Обсуждение: BUG #10542: infinite loop in index.c when trying to reindex system tables (probably corrupted db state)
BUG #10542: infinite loop in index.c when trying to reindex system tables (probably corrupted db state)
От
hannes.janetzek@gmail.com
Дата:
The following bug has been logged on the website: Bug reference: 10542 Logged by: Hannes Janetzek Email address: hannes.janetzek@gmail.com PostgreSQL version: 9.3.4 Operating system: Linux, Ubuntu 12.04 Description: While trying to get our database working again after a forced shutdown the reindexing of the system tables in single user mode went into an infinite loop. I can just roughly guess that between the lines: https://github.com/postgres/postgres/blob/REL9_3_STABLE/src/backend/catalog/index.c#L2260- L2385 the function is assuming that another process tries to delete a tuple that is about to be indexed (even though in single user mode this should probably not be possible) I found these lines by attaching gdb and stepping through.

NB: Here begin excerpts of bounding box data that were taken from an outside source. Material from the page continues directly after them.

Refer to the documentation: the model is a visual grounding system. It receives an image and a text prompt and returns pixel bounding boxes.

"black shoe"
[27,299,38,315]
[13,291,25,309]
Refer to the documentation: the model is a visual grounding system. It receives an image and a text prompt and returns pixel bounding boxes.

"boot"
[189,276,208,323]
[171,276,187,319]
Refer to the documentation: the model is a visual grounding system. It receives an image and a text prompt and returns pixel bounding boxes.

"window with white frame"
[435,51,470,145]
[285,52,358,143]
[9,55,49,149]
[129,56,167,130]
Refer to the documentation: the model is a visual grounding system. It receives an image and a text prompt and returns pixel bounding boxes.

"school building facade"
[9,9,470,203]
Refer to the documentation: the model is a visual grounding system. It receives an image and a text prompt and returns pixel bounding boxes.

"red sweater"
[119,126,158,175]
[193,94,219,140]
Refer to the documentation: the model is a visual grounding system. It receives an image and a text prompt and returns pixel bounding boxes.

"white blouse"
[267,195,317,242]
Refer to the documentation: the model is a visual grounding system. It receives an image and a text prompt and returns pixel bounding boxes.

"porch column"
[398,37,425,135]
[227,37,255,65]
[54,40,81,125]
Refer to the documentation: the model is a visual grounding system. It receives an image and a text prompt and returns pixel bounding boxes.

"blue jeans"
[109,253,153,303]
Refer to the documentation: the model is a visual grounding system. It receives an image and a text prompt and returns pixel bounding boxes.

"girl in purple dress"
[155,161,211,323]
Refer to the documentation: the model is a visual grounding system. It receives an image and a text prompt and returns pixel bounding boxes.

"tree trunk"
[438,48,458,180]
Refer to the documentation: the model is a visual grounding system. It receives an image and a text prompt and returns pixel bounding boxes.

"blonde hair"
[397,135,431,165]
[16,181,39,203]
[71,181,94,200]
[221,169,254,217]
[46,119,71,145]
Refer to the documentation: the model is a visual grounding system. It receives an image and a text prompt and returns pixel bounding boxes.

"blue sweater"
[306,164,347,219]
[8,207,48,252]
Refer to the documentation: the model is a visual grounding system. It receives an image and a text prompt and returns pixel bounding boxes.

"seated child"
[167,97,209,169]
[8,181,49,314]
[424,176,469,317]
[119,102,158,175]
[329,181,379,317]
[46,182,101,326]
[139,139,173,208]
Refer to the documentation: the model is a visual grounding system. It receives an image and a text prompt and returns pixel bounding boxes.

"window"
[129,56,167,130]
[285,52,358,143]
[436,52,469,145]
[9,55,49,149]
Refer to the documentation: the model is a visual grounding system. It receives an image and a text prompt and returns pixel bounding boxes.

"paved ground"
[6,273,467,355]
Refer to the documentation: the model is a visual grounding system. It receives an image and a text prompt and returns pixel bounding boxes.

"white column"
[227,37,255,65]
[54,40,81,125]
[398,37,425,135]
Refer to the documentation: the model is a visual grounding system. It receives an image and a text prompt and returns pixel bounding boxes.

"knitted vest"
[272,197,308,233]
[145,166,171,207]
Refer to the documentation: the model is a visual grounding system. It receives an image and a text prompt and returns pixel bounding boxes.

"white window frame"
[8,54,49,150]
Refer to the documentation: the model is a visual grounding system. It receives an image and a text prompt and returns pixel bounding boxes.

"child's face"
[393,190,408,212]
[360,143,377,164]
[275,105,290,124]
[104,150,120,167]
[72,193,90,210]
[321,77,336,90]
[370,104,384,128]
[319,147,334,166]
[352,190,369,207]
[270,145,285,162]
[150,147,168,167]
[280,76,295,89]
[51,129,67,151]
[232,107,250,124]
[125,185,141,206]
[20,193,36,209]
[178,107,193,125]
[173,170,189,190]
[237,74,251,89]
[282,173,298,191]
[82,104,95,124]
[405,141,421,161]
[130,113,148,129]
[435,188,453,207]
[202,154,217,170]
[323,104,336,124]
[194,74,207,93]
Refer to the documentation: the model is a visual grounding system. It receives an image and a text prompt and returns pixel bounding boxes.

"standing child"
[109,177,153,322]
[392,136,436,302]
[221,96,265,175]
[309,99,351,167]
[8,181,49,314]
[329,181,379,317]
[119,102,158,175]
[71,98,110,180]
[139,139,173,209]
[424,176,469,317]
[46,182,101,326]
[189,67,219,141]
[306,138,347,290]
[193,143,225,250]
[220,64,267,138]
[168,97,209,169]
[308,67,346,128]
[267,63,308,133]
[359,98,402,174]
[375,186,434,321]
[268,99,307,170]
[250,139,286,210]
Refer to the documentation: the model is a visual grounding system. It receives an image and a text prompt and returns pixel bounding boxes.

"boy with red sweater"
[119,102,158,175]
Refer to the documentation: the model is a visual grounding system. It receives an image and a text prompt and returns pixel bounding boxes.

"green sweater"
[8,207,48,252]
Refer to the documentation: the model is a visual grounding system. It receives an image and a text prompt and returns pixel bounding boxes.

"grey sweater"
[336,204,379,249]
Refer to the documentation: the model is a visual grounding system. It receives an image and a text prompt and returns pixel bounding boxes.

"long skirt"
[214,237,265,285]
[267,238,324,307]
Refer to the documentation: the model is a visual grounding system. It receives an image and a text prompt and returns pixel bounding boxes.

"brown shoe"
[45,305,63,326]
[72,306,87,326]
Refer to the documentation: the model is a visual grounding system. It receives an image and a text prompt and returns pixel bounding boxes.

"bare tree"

The command to reindex was: sudo -u postgres /usr/lib/postgresql/9.3/bin/postgres --single -D /etc/postgresql/9.3/main -d 5 osm backend> REINDEX SYSTEM osm; 2014-06-05 23:36:27 CEST STATEMENT: REINDEX SYSTEM osm; 2014-06-05 23:36:27 CEST DEBUG: ProcessUtility 2014-06-05 23:36:27 CEST DEBUG: CommitTransaction 2014-06-05 23:36:27 CEST DEBUG: name: unnamed; blockState: STARTED; state: INPROGR, xid/subid/cid: 0/1/0, nestlvl: 1, children: 2014-06-05 23:36:27 CEST DEBUG: StartTransaction 2014-06-05 23:36:27 CEST DEBUG: name: unnamed; blockState: DEFAULT; state: INPROGR, xid/subid/cid: 0/1/0, nestlvl: 1, children: 2014-06-05 23:36:27 CEST DEBUG: building index "pg_class_oid_index" on table "pg_class" 2014-06-05 23:36:27 CEST DEBUG: building index "pg_class_relname_nsp_index" on table "pg_class" 2014-06-05 23:36:27 CEST NOTICE: table "pg_catalog.pg_class" was reindexed 2014-06-05 23:36:27 CEST DEBUG: CommitTransaction 2014-06-05 23:36:27 CEST DEBUG: name: unnamed; blockState: STARTED; state: INPROGR, xid/subid/cid: 196462163/1/4, nestlvl: 1, children: 2014-06-05 23:36:27 CEST DEBUG: StartTransaction 2014-06-05 23:36:27 CEST DEBUG: name: unnamed; blockState: DEFAULT; state: INPROGR, xid/subid/cid: 0/1/0, nestlvl: 1, children: 2014-06-05 23:36:27 CEST DEBUG: building index "pg_statistic_relid_att_inh_index" on table "pg_statistic"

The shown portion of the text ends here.